The government, he said, has spent more than eight years trying unsuccessfully to balance the budget.
“It’s important that we do it now,” he said.
Balancing a budget, he said, is the first step toward long-term economic recovery. However, the government needs to guarantee that it will be able to maintain that balance moving forward until the island regains access to the market with a better credit rating and favorable emissions.
“We could even contemplate borrowing in the future not to cover ongoing expenses, but to make capital investments that promote economic growth,” he said.
Gov. Alejandro García-Padilla’s administration is proposing a $9.6 billion budget, which includes $500 million in debt that the government will not refinance to pay off, as has been the norm. To achieve a balance, the government is proposing “containing debt and reducing expenses,” which will eliminate automatic increases in assignments to the University of Puerto Rico, the Judiciary branch, as well as expenses associated with collective bargaining agreements, and other recurring costs.
Budget ‘for a new economy’
If the government sticks to the proposed budget in 2015, then it will need to begin a two-year transition into a “sustainable balanced budget,” Lara said.
However, achieving that will necessitate reforms.

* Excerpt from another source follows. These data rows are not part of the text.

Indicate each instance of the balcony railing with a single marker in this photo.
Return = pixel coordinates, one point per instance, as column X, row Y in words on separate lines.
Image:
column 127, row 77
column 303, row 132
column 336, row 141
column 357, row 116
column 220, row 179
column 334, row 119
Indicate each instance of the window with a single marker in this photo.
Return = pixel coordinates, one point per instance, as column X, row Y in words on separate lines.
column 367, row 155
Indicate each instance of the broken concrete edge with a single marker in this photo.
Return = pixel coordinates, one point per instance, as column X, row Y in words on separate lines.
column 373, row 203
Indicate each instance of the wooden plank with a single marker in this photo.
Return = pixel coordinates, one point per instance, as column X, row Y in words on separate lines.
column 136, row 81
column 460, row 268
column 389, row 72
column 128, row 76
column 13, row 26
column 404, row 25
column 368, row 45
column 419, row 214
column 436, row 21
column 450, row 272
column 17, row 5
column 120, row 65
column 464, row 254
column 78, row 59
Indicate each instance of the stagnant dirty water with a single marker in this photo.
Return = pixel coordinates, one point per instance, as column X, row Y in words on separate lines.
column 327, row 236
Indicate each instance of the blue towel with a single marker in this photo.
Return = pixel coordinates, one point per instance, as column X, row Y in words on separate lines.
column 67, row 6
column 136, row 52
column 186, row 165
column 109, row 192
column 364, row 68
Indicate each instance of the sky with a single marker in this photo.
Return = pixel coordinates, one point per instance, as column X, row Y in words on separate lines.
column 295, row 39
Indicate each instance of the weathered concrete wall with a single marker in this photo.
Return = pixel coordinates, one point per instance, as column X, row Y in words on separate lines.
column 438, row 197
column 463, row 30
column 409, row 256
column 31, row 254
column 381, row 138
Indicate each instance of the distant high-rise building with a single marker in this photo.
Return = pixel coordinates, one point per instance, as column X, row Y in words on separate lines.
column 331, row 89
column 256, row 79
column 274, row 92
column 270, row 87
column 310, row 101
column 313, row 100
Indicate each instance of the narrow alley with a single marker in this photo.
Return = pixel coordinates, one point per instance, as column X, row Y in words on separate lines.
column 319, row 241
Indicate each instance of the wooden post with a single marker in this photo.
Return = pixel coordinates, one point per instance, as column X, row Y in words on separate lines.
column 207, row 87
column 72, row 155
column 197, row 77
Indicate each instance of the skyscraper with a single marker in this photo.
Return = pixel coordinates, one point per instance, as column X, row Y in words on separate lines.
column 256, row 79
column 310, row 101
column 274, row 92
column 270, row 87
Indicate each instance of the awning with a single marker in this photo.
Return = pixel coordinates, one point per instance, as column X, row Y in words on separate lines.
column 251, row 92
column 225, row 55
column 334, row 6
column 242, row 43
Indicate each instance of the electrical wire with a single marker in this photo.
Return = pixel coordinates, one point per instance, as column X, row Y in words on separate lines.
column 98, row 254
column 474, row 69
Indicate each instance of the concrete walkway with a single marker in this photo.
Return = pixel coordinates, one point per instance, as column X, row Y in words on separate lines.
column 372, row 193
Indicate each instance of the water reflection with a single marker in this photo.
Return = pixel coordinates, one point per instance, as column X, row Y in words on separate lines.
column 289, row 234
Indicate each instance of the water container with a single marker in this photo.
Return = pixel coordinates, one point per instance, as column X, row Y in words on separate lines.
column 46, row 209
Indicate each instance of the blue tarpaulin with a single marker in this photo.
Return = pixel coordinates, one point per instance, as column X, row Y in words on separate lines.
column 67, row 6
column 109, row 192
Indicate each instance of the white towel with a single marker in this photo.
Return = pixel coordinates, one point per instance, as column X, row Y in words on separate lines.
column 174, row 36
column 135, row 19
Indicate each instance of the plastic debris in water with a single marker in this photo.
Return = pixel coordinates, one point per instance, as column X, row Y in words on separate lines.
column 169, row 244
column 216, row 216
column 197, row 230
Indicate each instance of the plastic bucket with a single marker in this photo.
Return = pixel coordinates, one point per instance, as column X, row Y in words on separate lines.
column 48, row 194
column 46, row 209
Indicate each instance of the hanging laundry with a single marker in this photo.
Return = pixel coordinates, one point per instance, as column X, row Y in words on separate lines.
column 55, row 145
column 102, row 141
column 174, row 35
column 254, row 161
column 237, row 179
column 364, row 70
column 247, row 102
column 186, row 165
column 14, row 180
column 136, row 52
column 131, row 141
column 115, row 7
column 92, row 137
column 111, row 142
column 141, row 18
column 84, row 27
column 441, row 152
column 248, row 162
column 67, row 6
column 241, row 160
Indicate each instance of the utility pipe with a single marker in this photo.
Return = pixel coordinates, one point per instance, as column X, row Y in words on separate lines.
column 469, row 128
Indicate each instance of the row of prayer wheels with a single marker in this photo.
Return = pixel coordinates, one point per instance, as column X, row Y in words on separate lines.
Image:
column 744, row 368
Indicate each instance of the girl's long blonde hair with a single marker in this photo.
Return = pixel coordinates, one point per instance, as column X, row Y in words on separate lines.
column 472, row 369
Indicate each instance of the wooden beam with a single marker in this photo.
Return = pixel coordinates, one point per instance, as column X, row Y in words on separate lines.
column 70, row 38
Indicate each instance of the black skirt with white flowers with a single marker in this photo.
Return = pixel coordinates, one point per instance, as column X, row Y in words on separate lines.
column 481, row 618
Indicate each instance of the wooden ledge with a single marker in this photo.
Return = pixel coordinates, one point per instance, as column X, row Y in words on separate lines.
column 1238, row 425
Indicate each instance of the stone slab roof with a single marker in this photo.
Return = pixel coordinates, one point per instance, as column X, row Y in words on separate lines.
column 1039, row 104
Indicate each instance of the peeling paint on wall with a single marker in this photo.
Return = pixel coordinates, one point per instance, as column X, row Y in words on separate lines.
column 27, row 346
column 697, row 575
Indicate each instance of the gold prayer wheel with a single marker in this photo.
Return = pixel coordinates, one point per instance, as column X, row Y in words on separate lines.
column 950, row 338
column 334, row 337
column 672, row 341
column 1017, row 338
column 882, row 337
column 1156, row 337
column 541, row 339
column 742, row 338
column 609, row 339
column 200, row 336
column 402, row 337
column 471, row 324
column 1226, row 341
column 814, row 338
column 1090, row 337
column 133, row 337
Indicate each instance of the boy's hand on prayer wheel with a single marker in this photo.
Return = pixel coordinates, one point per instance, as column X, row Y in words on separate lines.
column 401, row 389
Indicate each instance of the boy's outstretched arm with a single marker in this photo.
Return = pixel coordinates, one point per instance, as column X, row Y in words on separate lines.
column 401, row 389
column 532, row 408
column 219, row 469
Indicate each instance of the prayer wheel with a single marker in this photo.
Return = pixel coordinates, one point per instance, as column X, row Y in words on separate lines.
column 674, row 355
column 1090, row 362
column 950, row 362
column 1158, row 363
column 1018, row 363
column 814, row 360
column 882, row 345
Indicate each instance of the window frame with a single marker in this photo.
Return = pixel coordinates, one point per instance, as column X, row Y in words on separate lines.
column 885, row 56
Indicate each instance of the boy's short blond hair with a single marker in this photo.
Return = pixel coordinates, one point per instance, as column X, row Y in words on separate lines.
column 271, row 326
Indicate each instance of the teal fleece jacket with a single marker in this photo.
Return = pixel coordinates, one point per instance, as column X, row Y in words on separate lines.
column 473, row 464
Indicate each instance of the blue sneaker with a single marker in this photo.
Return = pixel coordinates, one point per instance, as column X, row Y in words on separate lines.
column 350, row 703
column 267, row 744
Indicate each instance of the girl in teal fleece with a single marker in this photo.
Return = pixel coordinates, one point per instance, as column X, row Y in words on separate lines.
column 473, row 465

“To make that transition, Puerto Rico needs to design a tax reform that guarantees that the government will have a stable revenue structure,” he said. “We also have to reform the government apparatus to change the composition of its expenses and how agencies operate.”
Furthermore, he said the island needs a budget in the next three to four years that becomes an “instrument of economic development,” which will require adjusting the tax and expenses policies to a new economic development strategy that “we have yet to define clearly.”
“That is the most important project we have ahead of us regarding everything that has to do with the economy,” Lara said. “We have to redefine the economic development strategy and all future government expenses must fit into that redefinition. We need a budget for a new economy.”